Assim, o ―carioquês‖ caracteriza-se como uma variedade diatópica (ou geográfica) do português brasileiro, com peculiaridades urbanas, abrangendo falas estigmatizadas e prestigiadas de diversas comunidades – sejam elas de fala ou de prática –, unidas por alguns traços que demonstrem a procedência regional dos indivíduos que dispõem e se inserem nessas características.

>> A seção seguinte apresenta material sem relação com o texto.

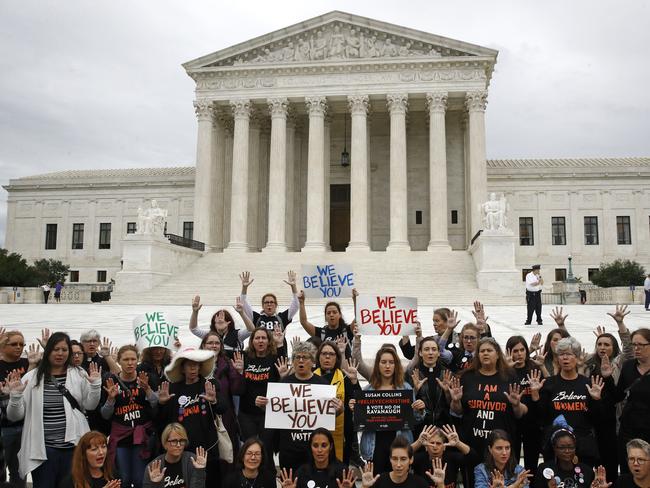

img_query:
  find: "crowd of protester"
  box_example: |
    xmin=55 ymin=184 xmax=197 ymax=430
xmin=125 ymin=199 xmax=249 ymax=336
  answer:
xmin=0 ymin=272 xmax=650 ymax=488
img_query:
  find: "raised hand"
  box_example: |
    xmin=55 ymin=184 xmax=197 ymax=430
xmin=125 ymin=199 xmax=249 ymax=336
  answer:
xmin=230 ymin=351 xmax=244 ymax=374
xmin=190 ymin=446 xmax=208 ymax=469
xmin=147 ymin=459 xmax=167 ymax=483
xmin=361 ymin=461 xmax=379 ymax=488
xmin=411 ymin=368 xmax=429 ymax=393
xmin=199 ymin=381 xmax=217 ymax=403
xmin=549 ymin=307 xmax=569 ymax=328
xmin=27 ymin=343 xmax=41 ymax=366
xmin=104 ymin=378 xmax=120 ymax=400
xmin=158 ymin=381 xmax=176 ymax=405
xmin=586 ymin=376 xmax=605 ymax=400
xmin=88 ymin=362 xmax=102 ymax=383
xmin=280 ymin=468 xmax=298 ymax=488
xmin=607 ymin=305 xmax=630 ymax=325
xmin=192 ymin=295 xmax=203 ymax=313
xmin=336 ymin=469 xmax=357 ymax=488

O ―carioquês‖ está inserido nas normas da língua portuguesa, e disseminado da variação popular (também chamada de vulgar) a padrão. O ―favelês‖, por sua vez, sendo uma derivação da norma popular, pode ou não vincular-se ao ―carioquês‖. Os usos linguísticos das favelas não necessariamente estão atrelados aos usos da cidade do Rio de Janeiro, já que, como se observa nos corpora, o ―favelês‖ está presente em diversas outras favelas do país, o que não ocorre com o ―carioquês‖, pois ele não ultrapassa barreiras geográficas, a não ser que forçosamente, como no caso dos cariocas residentes de Maringá, relatado acima. No documentário Falcão- meninos do tráfico (2006) não há tentativas, por parte dos entrevistados, de simulação dos traços regionais cariocas.

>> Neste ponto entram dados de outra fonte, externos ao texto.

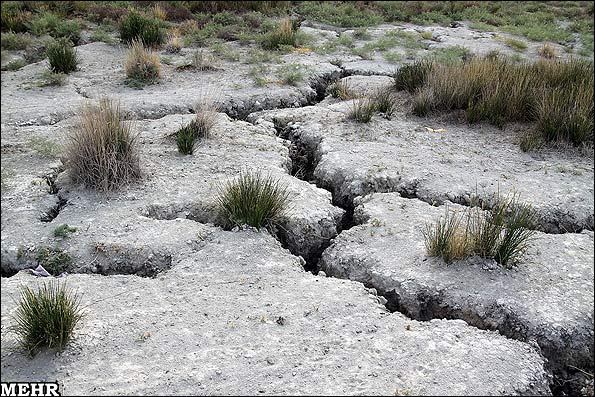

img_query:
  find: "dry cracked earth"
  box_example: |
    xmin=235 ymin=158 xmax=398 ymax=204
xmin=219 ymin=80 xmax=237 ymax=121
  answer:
xmin=1 ymin=17 xmax=594 ymax=395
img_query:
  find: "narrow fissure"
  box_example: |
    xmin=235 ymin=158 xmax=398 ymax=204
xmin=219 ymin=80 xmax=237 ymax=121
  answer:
xmin=39 ymin=168 xmax=68 ymax=223
xmin=274 ymin=113 xmax=589 ymax=395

Diferentemente de outros estados brasileiros, as favelas do Rio de Janeiro são conhecidas mundialmente, a distribuição geográfica da riqueza e da pobreza na cidade foram estudadas por muitos, assim como também se pesquisou bastante sobre o reflexo dessa polarização na língua. Entretanto, não se pode permitir haver uma confusão entre o ―favelês‖ e o ―carioquês‖, pois este último poderá ser empregado no ―morro‖ (favela) ou no ―asfalto‖ (áreas centrais e/ou prestigiadas da cidade, onde não há favelas) com juízos de valor semelhantes. O mesmo não acontece com os usos da comunidade linguística favela.